In spite of their public anguish over drive-thru voting, expanded early voting and efforts to allow more people to vote by mail, Texas Republicans were happy with the results of the state’s 2020 elections.

In spite of their public anguish over drive-thru voting, expanded early voting and efforts to allow more people to vote by mail, Texas Republicans were happy with the results of the state’s 2020 elections.

They held steady in the Texas House, with 83 of 150 seats both before and after the election. They lost a seat in the Texas Senate, one that they were lucky to have won in the first place, but still have the majority there, too. And they won all of the statewide races, continuing a streak that is now more than a quarter of a century long. Donald Trump won in Texas, too; the streak of Republican wins in that category extends all the way back to Ronald Reagan’s 1980 victory. And they did it all with the kind of high turnout they had feared would favor Democratic candidates.

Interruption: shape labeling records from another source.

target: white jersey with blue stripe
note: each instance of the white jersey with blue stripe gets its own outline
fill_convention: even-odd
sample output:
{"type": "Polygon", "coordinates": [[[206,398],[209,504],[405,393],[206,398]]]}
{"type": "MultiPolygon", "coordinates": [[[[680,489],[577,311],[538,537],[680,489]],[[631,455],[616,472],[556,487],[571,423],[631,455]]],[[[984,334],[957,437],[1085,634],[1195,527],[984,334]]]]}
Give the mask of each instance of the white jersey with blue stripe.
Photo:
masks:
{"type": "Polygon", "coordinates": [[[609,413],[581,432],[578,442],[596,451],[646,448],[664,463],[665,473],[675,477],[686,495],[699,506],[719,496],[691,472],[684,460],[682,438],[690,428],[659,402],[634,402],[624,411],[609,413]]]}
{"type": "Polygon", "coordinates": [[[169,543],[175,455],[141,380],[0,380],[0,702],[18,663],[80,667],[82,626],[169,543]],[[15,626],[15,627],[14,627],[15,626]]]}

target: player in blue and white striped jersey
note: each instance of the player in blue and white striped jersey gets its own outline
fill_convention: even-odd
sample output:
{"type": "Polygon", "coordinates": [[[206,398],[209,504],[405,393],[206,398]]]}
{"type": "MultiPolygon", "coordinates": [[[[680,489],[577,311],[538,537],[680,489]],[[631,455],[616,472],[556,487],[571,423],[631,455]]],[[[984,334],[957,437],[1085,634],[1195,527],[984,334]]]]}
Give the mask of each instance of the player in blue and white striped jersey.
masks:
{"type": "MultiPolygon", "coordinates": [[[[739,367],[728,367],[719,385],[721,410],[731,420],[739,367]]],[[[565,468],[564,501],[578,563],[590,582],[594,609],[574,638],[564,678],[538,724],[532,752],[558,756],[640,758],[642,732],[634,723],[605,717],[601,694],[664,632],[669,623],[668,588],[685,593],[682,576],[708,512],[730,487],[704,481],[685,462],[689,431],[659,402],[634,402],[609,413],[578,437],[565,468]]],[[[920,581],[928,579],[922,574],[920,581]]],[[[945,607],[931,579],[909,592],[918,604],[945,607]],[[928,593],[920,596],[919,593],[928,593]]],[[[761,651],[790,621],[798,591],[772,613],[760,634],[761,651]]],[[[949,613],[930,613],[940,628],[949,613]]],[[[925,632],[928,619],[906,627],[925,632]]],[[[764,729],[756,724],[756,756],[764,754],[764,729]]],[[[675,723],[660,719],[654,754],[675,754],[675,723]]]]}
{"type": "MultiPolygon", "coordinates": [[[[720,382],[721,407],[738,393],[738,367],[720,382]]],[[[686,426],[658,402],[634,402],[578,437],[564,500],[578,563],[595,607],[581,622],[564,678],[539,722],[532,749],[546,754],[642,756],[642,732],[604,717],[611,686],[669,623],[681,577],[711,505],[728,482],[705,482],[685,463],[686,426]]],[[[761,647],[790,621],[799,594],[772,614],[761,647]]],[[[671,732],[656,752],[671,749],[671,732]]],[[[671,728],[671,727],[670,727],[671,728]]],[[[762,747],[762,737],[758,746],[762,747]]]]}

Even so, the party’s legislators are working hard to make voting in Texas more difficult. Legislation approved by Senate Republicans over the unanimous objection of Senate Democrats in the wee, small hours of Thursday morning would prohibit drive-thru voting, make it illegal for election officials to send vote-by-mail applications unless people ask for them and block the kind of 24-hour early voting offered in Harris County last year. It would prohibit voting in tents and other temporary structures. It allows poll watchers — usually people brought in by the political parties — more freedom at polling and vote-counting locations.